With the win Everton are in 11th on 28 points, while Brighton are in 14th on 24 points.


3 things we learned

1. Defensive improvement continues: Everton have conceded three goals in their last five PL games and that has been the key to their recent success. Ancelotti hooked off two attacking players for Delph and Coleman and although some Everton fans were not happy it made sense. Everton need to be sensible and if they are, a top 10 finish is very likely.

2. Richarlison’s magic returns: A moment of brilliance from the Brazilian won the game for Everton and is now back to his best. After a run of five games without a goal he’s now scored in back-to-back PL games and aside from his goalscoring he looks hungry.

3. Seagulls sinking: Brighton continue to play well but they have won just once in their last seven games in the Premier League. That is a worry. They just aren’t clinical enough and they face Villa, Bournemouth, Watford and West Ham in their next four games. They need some big wins in those games to put them back on track.

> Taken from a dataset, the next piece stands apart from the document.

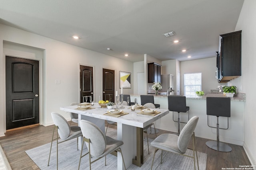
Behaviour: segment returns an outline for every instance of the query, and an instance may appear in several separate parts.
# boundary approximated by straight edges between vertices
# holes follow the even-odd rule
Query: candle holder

Man of the Match: Richarlison – Delivered the moment of quality which won the game and was dangerous throughout.


Brighton started well but there was early VAR controversy as Lewis Dunk appeared to pull back Theo Walcott, but after a review no penalty kick was awarded to the hosts.

Brighton grew into the game as Alireza Jahanbakhsh looked lively but Everton were always looked the most likely to score first.

Richarlison first forced Mat Ryan into a save down low and moments later he put the Toffees 1-0 up.

Lucas Digne found Richarlison in the box and after a lovely piece of control and a clever turn the Brazilian curled home to make it 1-0.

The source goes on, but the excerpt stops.